自分が出会った、それこそがなにか意味があると思っていたい。
「一つくらいは良い事をしたって罰は当たらないんじゃない?」
「なんの事?」
何でもないと手を振ってクロードは迫る気配に眉を上げた。
「ただいま戻りました」
扉を開けて見慣れた顔が頭を下げた。いつものように、そっけないほどあっさりと戻って来た自分の従者にクロードは何かを言いかけて止めた。
「何です?」
「いやなんでもない」
「気になりますね、何か仰りたいのでしょう? 何です」
「おまえ何か連れてきた?」
はっ? 思わずラドビアスは、後ろを振り返ったがそこには当たり前だが何も無い。
「何も……どういうことでしょうか」
「北の気配。おまえ、沙羅の匂いがする」
クロードの言葉にラドビアスは一拍遅れてふっと笑った。沙羅の木はベオーク自治国の国木として朝陽宮の城壁に沿って植えられている。
「ここら辺には沙羅はありませんが。何かとお間違えになっておられますよ」
「かもな」
交差する視線をラドビアスはかわして首を傾げた。
「魔獣が戻りましたか、クロードさま」
「いや、まだだ」
口元は笑っているが目が笑っていない。今まで感じた事のない緊張感がクロードを満たす。
彼の師だったユリウスの孤独が今は良く分かる。初めから自分と一緒にいる従者が裏切っているかもしれないと言う疑念。
それは内側から侵食されていくような苦痛だった。
――おまえしか頼れるものはいないのに。
おれはただ一人でこの先を歩くのだろうか。ラドビアスの献身を疑うわけではないが、所詮彼はおれの眷属では無いのだ。
クロードはにっこりと笑ってラドビアスを見上げた。
「今日の晩御飯は何にする?」
「さようですね、宿の主人に聞いてまいりましょう」
深追いすることなく、ラドビアスはそう言うと部屋を出て行く。お互いに相手が気づいているのではないかと思っている。猜疑というものは、容易く人に近づいて知らずに本人をのっとってしまう。気を付けないと自分を見失うとクロードはラドビアスの背中を見ながら唇を噛んだ。
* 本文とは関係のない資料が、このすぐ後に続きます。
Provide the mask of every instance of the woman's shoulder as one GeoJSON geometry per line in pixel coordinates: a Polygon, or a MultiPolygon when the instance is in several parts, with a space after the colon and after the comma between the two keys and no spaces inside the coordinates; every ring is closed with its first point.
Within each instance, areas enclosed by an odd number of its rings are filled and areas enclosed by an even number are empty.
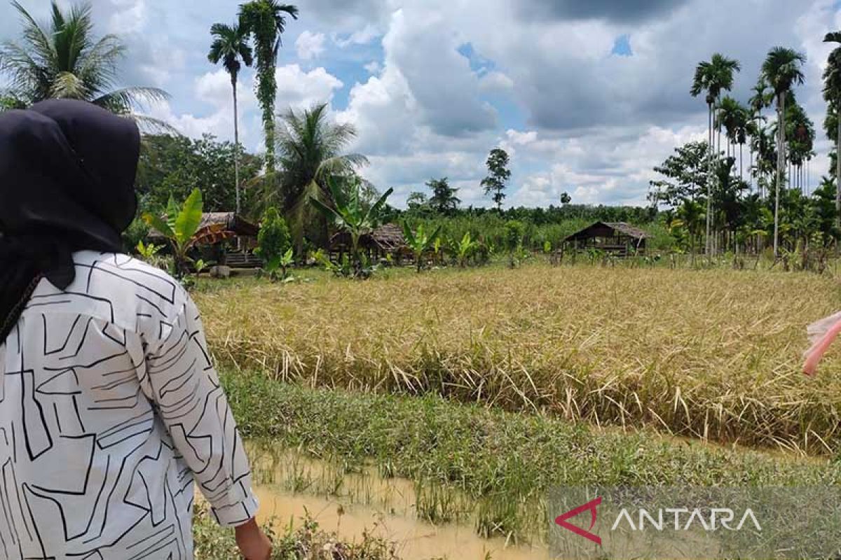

俺は捻くれただけの十四歳のがきだったのに。妾腹の州公の三男、陽の当らない境遇でもそこそこ幸せだった。それが今は――。
あれから三年しか経ってないのが信じられない。随分とおれは運命の女神に嫌われているもんだ。それとも遊ばれているのか。
「クロード、あんた人なの? それともあんたが連れている獣と同じなの?」
「獣?」
ランケイの問いにクロードはすぐに答えられない。実際、自分は人の範疇にまだいるのだろうかと思う。俺が魔教典を体内に封印した時から。いや、実は産まれてきた時から、魔導師側に引き渡された時から自分は人では無かったのかもしれない。
「ランケイ、君にはどう見える?」
「そうね、外見は完ぺき西の貴族の息子だけど、中身はおっさんだわ。腹黒の」
ランケイの素直な意見にクロードは噴き出した。
どう深刻に考えてみても、他人から見ればその程度の違いなのだ。
「戻った」
赤い塊が窓からするっと入ってきて、クロードの横についた。
「どうだった?」
「明後日にはキータイの入り口に着くな。総勢たったの千人足らずだったぞ。キータイを守る禁軍は二万は下らない。どうする」
クロードに喉を撫でられて赤い狼は翼をやや広げて主人に見せる。翼の付け根を軽く揉まれるのも気持ちがいいのだ。
「ランケイ、そろそろ姫を南に逃がそう」
おねだりに相好を崩してクロードは魔獣の翼の付け根を揉みながらランケイを見た。
「……そうね」
そう言ったものの、ランケイは膝が震えるのを止められない。途中で黒いドラゴンは二人を見捨てるのか。それとも派手に暴れて正体を知らせるつもりなのだ。
そこで軍隊はどれほど動くのか。そして、楼蘭族の表敬訪問を反乱に仕立て上げる。
これで軍は半分以上動くだろう。
身分を偽って入り込んだ自分たちが、そこで騒動を起こす。
上手くいくのか、クロードを問い詰めたいが、それには彼だって応えられないだろう。また人が死ぬ。それをどう自分の中で消化すればいい?
「ラドビアスが戻ったら、そろそろ動く」
クロードに頷いてみせてランケイはさっきの答えが間違っていたと思った。どう見ても貴族のお坊ちゃんには見えない。
あんたは死神だと口の中でランケイは呟いた。